How to validate internationalized domain names

advertisements

I want to validate the domain url in php which may be in internationalized domain name format like in greek domain name= http://παράδειγμα.δοκιμή Is their any way to validate it using regular expression?


This are idn domains, i would first convert it to the puny code version and validate the domains then.

But if you realy like to validate an by regex

<?php

$domain = 'παράδειγμα.gr';
$regex = '#^([\w-]+://?|www[\.])?([^\-\s\,\;\:\+\/\\\?\^\`\=\&\%\"\'\*\#\<\>]*)\.[a-z]{2,7}$#';
if (preg_match($regex, $domain)) {
    echo "VALID";
}

But this you let you run in false possitives, because it is realy complex to validate an idn domain i tryed to validate that no invalid chars are within, but the list is NOT complete.
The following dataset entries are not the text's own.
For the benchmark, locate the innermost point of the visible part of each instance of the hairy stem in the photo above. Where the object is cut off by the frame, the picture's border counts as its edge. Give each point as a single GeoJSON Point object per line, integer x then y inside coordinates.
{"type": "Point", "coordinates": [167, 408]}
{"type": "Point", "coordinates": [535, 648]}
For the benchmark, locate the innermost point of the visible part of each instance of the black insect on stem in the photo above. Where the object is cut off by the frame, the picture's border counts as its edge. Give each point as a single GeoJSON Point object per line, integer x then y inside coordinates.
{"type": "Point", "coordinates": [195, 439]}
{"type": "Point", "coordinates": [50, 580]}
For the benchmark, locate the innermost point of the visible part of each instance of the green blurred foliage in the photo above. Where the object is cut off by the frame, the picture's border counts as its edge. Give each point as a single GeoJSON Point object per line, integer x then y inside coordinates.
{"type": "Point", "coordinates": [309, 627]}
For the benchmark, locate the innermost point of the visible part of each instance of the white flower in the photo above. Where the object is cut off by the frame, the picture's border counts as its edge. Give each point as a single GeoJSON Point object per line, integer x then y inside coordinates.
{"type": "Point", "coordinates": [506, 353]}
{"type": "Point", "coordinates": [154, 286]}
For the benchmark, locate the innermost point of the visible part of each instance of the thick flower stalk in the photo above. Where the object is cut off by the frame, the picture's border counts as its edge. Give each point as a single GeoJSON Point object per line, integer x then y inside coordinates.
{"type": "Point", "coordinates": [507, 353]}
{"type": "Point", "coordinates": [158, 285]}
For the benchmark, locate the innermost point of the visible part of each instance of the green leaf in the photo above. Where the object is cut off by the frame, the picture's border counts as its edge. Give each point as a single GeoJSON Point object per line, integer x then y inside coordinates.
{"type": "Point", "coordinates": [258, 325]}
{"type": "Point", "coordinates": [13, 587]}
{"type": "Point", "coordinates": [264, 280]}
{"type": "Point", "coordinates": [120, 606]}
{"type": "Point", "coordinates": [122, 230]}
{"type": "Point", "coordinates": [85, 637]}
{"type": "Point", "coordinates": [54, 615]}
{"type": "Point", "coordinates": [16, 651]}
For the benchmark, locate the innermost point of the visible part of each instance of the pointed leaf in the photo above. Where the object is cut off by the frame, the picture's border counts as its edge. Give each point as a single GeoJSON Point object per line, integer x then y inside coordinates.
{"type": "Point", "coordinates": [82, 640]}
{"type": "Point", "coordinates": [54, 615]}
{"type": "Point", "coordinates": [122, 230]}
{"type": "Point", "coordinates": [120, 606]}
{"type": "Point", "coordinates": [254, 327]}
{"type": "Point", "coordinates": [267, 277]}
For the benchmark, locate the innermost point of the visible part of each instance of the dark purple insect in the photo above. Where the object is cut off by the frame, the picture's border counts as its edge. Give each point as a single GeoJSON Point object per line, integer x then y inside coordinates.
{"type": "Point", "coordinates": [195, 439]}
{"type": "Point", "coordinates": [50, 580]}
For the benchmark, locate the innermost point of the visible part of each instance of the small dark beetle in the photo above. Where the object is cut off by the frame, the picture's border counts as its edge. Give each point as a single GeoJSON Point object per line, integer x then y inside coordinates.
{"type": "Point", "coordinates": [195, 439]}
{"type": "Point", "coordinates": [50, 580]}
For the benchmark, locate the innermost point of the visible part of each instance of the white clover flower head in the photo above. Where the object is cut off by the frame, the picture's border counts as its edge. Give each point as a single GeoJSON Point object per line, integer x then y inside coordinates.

Better convert bevore to punny code

$regex = '#^([\w-]+://?|www[\.])?[a-z0-9]+[a-z0-9\-\.]*[a-z0-9]+\.[a-z]{2,7}$#';
if (preg_match($regex, idn_to_ascii($domain))) {
    echo "VALID";
}

And if you additional want to test if the domain could be resolved try:

$regex = '#^([\w-]+://?|www[\.])?[a-z0-9]+[a-z0-9\-\.]*[a-z0-9]+\.[a-z]{2,7}$#';
$punny_domain = idn_to_ascii($domain);
if (preg_match($regex, $punny_domain)) {
    if (gethostbyname($punny_domain) != $punny_domain) {
        echo "VALID";
    }
}